In my experience trying to expose people to classical music, many folks (understandably) don't have the patience to read through a long-winded guide, and just want to click a few links and start listening. Youtube is the best way to listen for free (with adblock), and there are some _really_ good recordings there, but some are nearly impossible to find thanks to the janky search function.

I published a google doc with links to the best recordings of the best works I know of. I tried to keep it as simple and easy-to-use as possible, and included an "About" section with some tips for the truly technologically clueless. Hopefully this might help some people trying to reach friends and relatives with short attention spans and no prior knowledge of classical music


----------



## Enthusiast (Mar 5, 2016)

I am not really very interested in training my friends to like classical music but do like links to recordings that someone feels are recommendable. So, where is your list?


----------



## pianozach (May 21, 2018)

honestiago26 said:


> In my experience trying to expose people to classical music, many folks (understandably) don't have the patience to read through a long-winded guide, and just want to click a few links and start listening. Youtube is the best way to listen for free (with adblock), and there are some _really_ good recordings there, but some are nearly impossible to find thanks to the janky search function.
> 
> I published a google doc with links to the best recordings of the best works I know of. I tried to keep it as simple and easy-to-use as possible, and included an "About" section with some tips for the truly technologically clueless. Hopefully this might help some people trying to reach friends and relatives with short attention spans and no prior knowledge of classical music





Enthusiast said:


> I am not really very interested in training my friends to like classical music but do like links to recordings that someone feels are recommendable. So, where is your list?

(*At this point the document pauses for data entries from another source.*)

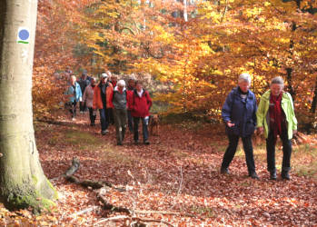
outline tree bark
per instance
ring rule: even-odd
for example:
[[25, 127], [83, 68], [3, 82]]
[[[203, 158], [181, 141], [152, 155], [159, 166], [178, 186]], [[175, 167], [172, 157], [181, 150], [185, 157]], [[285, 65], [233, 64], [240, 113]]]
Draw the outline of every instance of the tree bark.
[[[0, 3], [0, 202], [39, 212], [54, 205], [56, 192], [44, 174], [33, 127], [37, 0]], [[28, 43], [17, 42], [22, 28], [29, 31]]]
[[316, 77], [316, 81], [315, 81], [315, 89], [313, 92], [313, 98], [312, 98], [312, 103], [311, 113], [312, 113], [312, 114], [316, 113], [316, 106], [317, 106], [317, 77]]

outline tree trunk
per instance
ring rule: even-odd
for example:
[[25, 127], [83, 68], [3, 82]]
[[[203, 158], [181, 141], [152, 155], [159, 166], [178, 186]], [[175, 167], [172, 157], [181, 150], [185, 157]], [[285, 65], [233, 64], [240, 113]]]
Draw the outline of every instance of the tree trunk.
[[315, 89], [313, 92], [313, 98], [312, 98], [312, 103], [311, 113], [312, 113], [312, 114], [316, 113], [316, 106], [317, 106], [317, 77], [316, 77], [316, 81], [315, 81]]
[[33, 127], [37, 0], [0, 2], [0, 202], [38, 212], [54, 205], [56, 192], [44, 174]]
[[183, 0], [183, 20], [187, 22], [188, 21], [187, 0]]

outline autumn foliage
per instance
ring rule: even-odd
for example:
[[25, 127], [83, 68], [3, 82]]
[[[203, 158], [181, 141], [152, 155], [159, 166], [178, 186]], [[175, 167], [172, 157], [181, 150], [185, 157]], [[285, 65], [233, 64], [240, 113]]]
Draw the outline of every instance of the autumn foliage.
[[[41, 88], [38, 78], [66, 64], [93, 74], [104, 67], [150, 74], [173, 85], [155, 95], [170, 113], [218, 119], [240, 73], [253, 75], [258, 98], [282, 75], [300, 122], [312, 123], [316, 12], [315, 1], [307, 0], [40, 1], [35, 84]], [[35, 90], [51, 102], [45, 89]]]

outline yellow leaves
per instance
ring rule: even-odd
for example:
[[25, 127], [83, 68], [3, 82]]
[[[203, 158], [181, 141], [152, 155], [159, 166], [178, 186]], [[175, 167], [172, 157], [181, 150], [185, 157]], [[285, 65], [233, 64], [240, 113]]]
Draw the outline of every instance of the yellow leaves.
[[271, 3], [270, 3], [270, 2], [265, 2], [265, 3], [264, 3], [264, 6], [265, 6], [265, 7], [268, 7], [268, 6], [270, 6], [270, 5], [271, 5]]

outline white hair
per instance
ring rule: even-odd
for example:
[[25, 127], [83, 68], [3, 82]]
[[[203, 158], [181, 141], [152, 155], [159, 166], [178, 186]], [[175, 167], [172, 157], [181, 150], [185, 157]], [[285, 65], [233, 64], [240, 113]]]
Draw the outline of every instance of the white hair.
[[120, 80], [120, 81], [118, 81], [118, 83], [116, 84], [117, 84], [117, 86], [125, 87], [125, 81]]
[[271, 84], [273, 84], [284, 86], [284, 80], [281, 76], [276, 76], [272, 78], [271, 81]]
[[247, 82], [249, 84], [251, 84], [251, 75], [247, 73], [241, 74], [239, 75], [238, 83]]

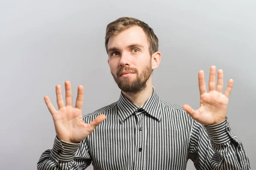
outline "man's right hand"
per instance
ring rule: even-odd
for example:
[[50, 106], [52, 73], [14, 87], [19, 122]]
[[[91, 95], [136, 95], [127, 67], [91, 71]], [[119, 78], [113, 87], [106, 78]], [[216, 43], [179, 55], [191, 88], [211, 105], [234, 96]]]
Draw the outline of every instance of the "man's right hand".
[[82, 118], [83, 87], [81, 85], [78, 86], [75, 108], [72, 106], [71, 84], [69, 81], [65, 82], [65, 90], [66, 106], [61, 94], [61, 87], [59, 85], [56, 86], [58, 110], [55, 109], [48, 96], [44, 96], [44, 101], [52, 116], [58, 139], [70, 143], [79, 143], [86, 138], [106, 119], [106, 116], [102, 114], [90, 123], [84, 123]]

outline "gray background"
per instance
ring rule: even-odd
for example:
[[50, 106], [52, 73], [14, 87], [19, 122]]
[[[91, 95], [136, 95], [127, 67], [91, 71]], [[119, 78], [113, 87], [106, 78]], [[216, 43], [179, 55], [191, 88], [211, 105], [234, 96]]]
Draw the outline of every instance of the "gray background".
[[[145, 22], [158, 37], [153, 84], [163, 99], [198, 108], [198, 72], [208, 81], [211, 65], [224, 70], [225, 86], [234, 79], [228, 116], [256, 168], [255, 0], [70, 1], [0, 1], [0, 169], [36, 169], [52, 147], [44, 96], [57, 108], [56, 85], [64, 92], [70, 80], [75, 97], [84, 85], [83, 115], [118, 99], [104, 37], [107, 25], [123, 16]], [[195, 169], [190, 161], [187, 169]]]

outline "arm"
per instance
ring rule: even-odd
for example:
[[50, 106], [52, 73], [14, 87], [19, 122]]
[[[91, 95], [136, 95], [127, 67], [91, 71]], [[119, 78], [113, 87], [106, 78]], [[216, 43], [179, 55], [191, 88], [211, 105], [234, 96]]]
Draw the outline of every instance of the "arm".
[[92, 160], [85, 140], [73, 144], [55, 138], [52, 149], [44, 151], [38, 163], [38, 170], [84, 170]]
[[218, 71], [216, 87], [215, 74], [216, 67], [212, 66], [207, 93], [204, 71], [199, 71], [200, 107], [194, 110], [188, 105], [183, 106], [195, 120], [192, 130], [189, 158], [198, 169], [250, 169], [241, 142], [233, 135], [227, 118], [233, 81], [229, 80], [223, 94], [223, 71]]
[[82, 117], [84, 88], [79, 86], [76, 106], [72, 105], [72, 93], [70, 82], [65, 82], [66, 106], [61, 94], [61, 86], [56, 86], [56, 96], [58, 110], [56, 110], [47, 96], [44, 101], [54, 123], [57, 134], [52, 150], [45, 151], [38, 161], [38, 170], [80, 170], [91, 162], [85, 139], [106, 118], [98, 116], [90, 123]]
[[210, 126], [194, 121], [188, 155], [198, 170], [250, 170], [242, 143], [233, 135], [227, 118]]

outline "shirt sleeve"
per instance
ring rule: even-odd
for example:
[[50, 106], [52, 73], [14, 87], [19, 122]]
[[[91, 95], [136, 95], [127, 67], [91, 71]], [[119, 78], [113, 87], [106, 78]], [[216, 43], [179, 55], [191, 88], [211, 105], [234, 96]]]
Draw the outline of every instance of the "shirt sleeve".
[[198, 170], [250, 170], [242, 143], [233, 134], [227, 117], [210, 126], [194, 121], [189, 158]]
[[84, 170], [91, 162], [85, 140], [73, 144], [59, 141], [56, 136], [52, 149], [41, 155], [38, 170]]

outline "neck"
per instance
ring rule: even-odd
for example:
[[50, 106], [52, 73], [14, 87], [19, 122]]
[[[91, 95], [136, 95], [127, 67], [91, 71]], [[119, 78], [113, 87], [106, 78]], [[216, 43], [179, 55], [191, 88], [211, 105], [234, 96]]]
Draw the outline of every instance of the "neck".
[[152, 76], [146, 82], [146, 87], [141, 91], [138, 93], [125, 93], [122, 91], [123, 95], [131, 102], [138, 107], [141, 107], [149, 98], [153, 92], [152, 87]]

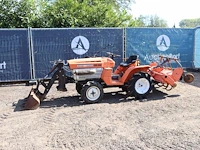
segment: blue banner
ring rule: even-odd
[[[141,64],[159,62],[159,56],[178,58],[183,67],[192,68],[194,29],[127,28],[126,57],[139,55]]]
[[[35,78],[43,78],[54,60],[108,56],[111,52],[116,65],[123,60],[122,28],[31,29]]]
[[[200,28],[195,29],[194,68],[200,68]]]
[[[0,82],[31,79],[27,29],[0,29]]]

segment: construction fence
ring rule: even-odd
[[[130,55],[141,64],[159,55],[178,58],[184,68],[200,68],[200,29],[28,28],[0,29],[0,82],[43,78],[55,60],[108,56],[116,65]]]

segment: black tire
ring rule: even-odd
[[[137,73],[133,75],[128,83],[128,94],[136,99],[143,99],[152,91],[153,82],[147,73]]]
[[[81,98],[89,104],[100,102],[103,95],[103,86],[95,81],[87,82],[81,90]]]
[[[78,92],[78,94],[81,94],[82,88],[83,88],[83,84],[76,83],[76,91]]]

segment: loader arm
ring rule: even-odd
[[[63,62],[58,62],[53,66],[51,71],[45,76],[44,79],[37,81],[37,86],[32,87],[29,96],[26,98],[26,102],[24,104],[24,109],[36,109],[39,107],[40,102],[43,101],[51,89],[52,85],[56,80],[58,80],[58,91],[67,91],[65,84],[68,82],[74,82],[73,78],[65,75],[65,70],[63,69]],[[54,72],[54,73],[53,73]],[[53,73],[52,77],[48,80],[46,79],[48,76]],[[42,85],[44,87],[44,91],[39,91],[39,86]]]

Click on the words "Google Doc" in the OP.

I'm also somewhat partial to my list *"A Beginner's Guide to Classical Music"* here on *TalkClassical*: 
https://www.talkclassical.com/70102-beginners-guide-classical-music.html?highlight=

. Mine is considerably different, in that it is not organized by any given type, style, composer or otherwise; AND most of the featured videos are LIVE performances. I've actually gone through several different videos to determine the relative value of the audio and video, but not necessarily for interpretation, the value of which, frankly, varies from listener to listener.


----------



## Enthusiast (Mar 5, 2016)

^ Thanks. I see it clearly now but when I looked earlier I saw no link.


----------



## honestiago26 (Jul 17, 2021)

pianozach said:


> Click on the words "Google Doc" in the OP.
> 
> I'm also somewhat partial to my list *"A Beginner's Guide to Classical Music"* here on *TalkClassical*:
> https://www.talkclassical.com/70102-beginners-guide-classical-music.html?highlight=
> ...


I like the pop culture tie-ins. Seems like it would appeal to younger listeners, though your guide may come across as a little patronizing to some adults.


----------



## pianozach (May 21, 2018)

honestiago26 said:


> I like the pop culture tie-ins. Seems like it would appeal to younger listeners, though your guide may come across as a little patronizing to some adults.


That makes sense. In a sense I'm "mansplaining", at least to one degree or another.

The problem is the audience . . . If I'm targeting "beginners", and presenting the music and some background in simplistic terms, then it might not set well with more experienced listeners.

But I don't want to go into too much detail that is lost on beginners either.


----------